Melissa McCarthy heads back to school in ‘Life of the Party’ | The Triangle

Melissa McCarthy heads back to school in ‘Life of the Party’

As Mother’s Day approaches, you can always count on one of the major film studios to come out with a mother-daughter comedy. As more of them are made, the situations become weirder and weirder.

Last year, the movie was “Snatched” with Amy Schumer and Goldie Hawn. The mother-daughter duo was kidnapped by a drug cartel and had to escape, but, like, in a cute and funny way, you know?

This year, Warner Brothers brings us “Life of the Party” starring Melissa McCarthy. While the plot in “Life of the Party” is not life or death, it is just about as improbable. It also focuses much more on the mother aspect of the mother-daughter duo.

In the film, Melissa McCarthy (“Gilmore Girls,” “Bridesmaids,” “Mike and Molly”) is Deanna Miles, the stereotypical nerdy stay-at-home mom who is over the moon about her daughter Maddie starting her senior year of college at her parents’ alma mater. Though, technically it is only Deanna’s husband’s alma mater because she became pregnant before her senior year.

As Deanna and her husband, Dan, leave campus Dan blurts out that he wants a divorce. He has fallen in love with a local realtor, played by Julie Bowen (“Modern Family”). Deanna is crushed, and takes a cab to her parents’ house. When she recovers from the initial shock of the news, she decides she is going to go back to school to get her degree. This is where the plot hopes you suspend your disbelief.

Over the course of the film Deanna ends up hanging out with her daughter’s friends and going out to parties with them. Deanna also starts hooking up with a frat bro half her age. Though this part of the plot seems ridiculously improbable, the film does acknowledge that this is not normal, which helps.

If you can manage to go along with these unlikely events, “Life of the Party” has a really good story. Beyond the mother-daughter dynamic, there are great elements of female empowerment and standing up for yourself in relationships.

There are also quite a few famous faces in the movie I was not expecting. Gillian Jacobs (“Love,” “Community”), Maya Rudolph (“Bridesmaids,” “Saturday Night Live”), and Debby Ryan (“Jessie,” “The Suite Life on Deck”) all have supporting roles in the film.

And it’s actually quite funny.
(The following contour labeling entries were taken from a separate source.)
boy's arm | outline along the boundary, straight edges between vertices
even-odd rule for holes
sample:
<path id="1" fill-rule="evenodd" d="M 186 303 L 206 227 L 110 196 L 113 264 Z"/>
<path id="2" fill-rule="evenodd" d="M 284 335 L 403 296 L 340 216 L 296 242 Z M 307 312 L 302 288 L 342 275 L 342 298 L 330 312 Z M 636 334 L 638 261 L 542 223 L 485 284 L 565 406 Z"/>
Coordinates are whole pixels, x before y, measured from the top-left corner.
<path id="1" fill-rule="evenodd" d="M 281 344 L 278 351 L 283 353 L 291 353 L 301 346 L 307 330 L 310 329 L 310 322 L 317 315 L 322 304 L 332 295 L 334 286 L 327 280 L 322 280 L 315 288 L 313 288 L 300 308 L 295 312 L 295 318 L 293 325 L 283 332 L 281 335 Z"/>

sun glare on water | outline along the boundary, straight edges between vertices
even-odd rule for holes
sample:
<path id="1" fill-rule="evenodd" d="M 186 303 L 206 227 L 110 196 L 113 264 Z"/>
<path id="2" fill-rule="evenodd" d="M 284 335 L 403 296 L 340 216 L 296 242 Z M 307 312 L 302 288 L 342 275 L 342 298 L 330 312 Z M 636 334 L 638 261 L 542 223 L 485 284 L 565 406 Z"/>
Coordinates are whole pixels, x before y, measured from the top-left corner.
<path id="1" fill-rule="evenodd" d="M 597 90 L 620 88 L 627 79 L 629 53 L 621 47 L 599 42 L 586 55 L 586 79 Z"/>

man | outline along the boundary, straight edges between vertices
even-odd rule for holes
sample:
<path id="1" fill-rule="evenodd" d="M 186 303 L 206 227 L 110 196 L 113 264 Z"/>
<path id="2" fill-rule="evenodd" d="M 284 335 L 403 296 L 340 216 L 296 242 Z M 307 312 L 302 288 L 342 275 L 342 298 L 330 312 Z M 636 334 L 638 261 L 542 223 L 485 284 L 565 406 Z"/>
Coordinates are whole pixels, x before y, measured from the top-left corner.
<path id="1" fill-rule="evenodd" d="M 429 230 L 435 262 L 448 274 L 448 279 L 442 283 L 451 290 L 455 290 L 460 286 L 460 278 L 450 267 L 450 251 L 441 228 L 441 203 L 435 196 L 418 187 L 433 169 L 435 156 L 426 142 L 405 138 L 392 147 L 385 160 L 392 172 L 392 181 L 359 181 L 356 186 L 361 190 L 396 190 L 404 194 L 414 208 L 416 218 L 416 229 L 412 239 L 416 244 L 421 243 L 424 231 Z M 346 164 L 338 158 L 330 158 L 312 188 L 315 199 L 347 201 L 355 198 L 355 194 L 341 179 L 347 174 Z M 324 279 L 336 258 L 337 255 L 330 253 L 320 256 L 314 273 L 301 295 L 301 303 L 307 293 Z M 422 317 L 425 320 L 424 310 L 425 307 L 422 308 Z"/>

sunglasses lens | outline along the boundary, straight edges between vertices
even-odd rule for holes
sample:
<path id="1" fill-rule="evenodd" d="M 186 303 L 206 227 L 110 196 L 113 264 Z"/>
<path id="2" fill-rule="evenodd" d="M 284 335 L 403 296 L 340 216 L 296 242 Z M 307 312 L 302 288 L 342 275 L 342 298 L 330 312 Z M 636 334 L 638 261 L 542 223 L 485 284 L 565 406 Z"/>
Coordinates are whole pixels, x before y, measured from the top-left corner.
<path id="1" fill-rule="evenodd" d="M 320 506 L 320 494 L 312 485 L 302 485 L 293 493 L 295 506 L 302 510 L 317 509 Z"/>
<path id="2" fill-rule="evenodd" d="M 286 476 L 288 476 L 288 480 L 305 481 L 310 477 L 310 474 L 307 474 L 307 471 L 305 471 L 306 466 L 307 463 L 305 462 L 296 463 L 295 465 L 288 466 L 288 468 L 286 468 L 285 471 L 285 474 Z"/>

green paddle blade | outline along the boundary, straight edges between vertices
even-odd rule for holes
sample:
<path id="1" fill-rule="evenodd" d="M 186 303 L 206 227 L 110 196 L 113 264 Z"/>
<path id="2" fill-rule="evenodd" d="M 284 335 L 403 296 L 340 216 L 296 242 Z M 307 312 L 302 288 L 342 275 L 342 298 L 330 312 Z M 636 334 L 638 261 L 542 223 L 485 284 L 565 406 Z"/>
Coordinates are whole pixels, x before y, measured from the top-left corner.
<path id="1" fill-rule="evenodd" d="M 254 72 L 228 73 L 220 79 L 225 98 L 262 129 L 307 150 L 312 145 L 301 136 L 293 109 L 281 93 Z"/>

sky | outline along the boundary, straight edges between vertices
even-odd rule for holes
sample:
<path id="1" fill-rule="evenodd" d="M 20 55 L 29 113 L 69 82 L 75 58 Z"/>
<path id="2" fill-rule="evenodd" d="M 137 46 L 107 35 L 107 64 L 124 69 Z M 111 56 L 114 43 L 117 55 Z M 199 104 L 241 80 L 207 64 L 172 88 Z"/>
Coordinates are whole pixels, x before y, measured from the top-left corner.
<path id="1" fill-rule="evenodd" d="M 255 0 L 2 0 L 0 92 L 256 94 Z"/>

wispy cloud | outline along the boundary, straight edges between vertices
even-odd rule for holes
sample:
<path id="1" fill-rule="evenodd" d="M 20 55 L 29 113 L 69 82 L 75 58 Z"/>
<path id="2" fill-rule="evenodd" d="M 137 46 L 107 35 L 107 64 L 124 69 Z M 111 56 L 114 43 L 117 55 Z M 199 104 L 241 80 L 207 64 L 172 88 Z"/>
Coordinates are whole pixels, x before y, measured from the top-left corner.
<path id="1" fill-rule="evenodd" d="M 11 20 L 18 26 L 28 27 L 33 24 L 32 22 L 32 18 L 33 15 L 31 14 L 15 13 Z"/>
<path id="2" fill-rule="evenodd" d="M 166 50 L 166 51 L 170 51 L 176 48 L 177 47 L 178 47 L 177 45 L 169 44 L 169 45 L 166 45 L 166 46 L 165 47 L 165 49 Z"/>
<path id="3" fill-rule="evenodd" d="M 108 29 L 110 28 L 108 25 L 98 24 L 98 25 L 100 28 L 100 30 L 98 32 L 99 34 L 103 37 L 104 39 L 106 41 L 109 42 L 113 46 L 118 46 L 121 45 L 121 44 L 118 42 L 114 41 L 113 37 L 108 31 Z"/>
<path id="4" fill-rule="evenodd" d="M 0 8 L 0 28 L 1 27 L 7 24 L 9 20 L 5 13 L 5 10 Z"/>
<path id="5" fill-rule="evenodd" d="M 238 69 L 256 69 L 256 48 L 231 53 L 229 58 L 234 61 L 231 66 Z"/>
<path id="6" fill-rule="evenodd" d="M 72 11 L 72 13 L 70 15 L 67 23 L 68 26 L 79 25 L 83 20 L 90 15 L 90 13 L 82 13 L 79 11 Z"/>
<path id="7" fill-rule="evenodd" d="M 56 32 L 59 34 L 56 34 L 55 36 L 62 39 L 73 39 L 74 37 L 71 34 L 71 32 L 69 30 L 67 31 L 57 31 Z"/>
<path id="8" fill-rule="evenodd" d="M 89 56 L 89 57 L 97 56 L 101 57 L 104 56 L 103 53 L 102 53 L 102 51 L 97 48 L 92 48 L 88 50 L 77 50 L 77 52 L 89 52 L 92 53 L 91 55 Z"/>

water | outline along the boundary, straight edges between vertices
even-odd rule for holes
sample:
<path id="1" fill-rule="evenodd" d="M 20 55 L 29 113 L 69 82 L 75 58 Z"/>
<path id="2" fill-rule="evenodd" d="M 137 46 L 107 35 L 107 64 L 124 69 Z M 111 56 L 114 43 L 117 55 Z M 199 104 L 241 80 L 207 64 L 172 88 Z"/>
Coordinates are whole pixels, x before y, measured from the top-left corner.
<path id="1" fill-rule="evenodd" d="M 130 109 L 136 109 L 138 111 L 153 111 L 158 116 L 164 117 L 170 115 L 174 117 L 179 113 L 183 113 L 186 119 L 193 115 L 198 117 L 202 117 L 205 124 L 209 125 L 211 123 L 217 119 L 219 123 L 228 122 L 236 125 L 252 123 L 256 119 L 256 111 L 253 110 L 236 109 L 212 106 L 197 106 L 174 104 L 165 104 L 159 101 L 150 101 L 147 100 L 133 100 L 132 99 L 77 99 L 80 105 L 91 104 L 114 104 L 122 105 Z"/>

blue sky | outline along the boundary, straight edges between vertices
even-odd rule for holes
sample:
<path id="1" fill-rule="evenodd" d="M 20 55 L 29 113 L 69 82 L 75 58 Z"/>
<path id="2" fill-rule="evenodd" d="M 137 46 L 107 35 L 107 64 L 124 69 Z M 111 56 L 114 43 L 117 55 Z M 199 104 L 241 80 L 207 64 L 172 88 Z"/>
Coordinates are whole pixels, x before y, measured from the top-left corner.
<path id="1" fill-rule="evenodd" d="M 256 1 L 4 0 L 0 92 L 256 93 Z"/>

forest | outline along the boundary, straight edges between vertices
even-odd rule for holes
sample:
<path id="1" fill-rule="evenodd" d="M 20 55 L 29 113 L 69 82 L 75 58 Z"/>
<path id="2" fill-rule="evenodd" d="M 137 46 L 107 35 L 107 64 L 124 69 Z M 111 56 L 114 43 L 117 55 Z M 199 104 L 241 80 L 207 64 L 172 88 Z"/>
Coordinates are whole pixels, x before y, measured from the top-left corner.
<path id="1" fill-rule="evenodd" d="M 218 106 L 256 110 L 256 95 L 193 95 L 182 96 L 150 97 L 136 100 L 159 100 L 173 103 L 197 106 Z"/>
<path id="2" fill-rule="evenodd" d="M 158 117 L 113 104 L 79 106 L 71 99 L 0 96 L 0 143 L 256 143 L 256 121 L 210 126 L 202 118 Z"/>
Melissa McCarthy and Maya Rudolph both give excellent performances that had the audience cracking up. They dedicate themselves to the roles so deeply that they do genuinely feel like awkward suburban moms. There is also a lot of situational humor that I can’t get into without spoiling too much of the film.

The film also captures the essence of being a confused college student. One of the most relatable scenes for me was after one of Maddie’s sorority sisters attends a job fair. She goes through a bit of a breakdown when she realizes that her studies in kinesthesiology have in no way prepared her to get a job. That existential fear of being unprepared to enter the “real world” is a thing any college kid can relate to.

The movie’s finale pushes the parameters of disbelief even further than the basic plot, but by that time you’ve been watching the film for an hour already and have suspended reality properly.

This movie is definitely for people looking to laugh and not dissect plot holes, like the guys sitting next to me in the theater decided to do as credits rolled. It’s a cute story, and there are some great laughs to be had.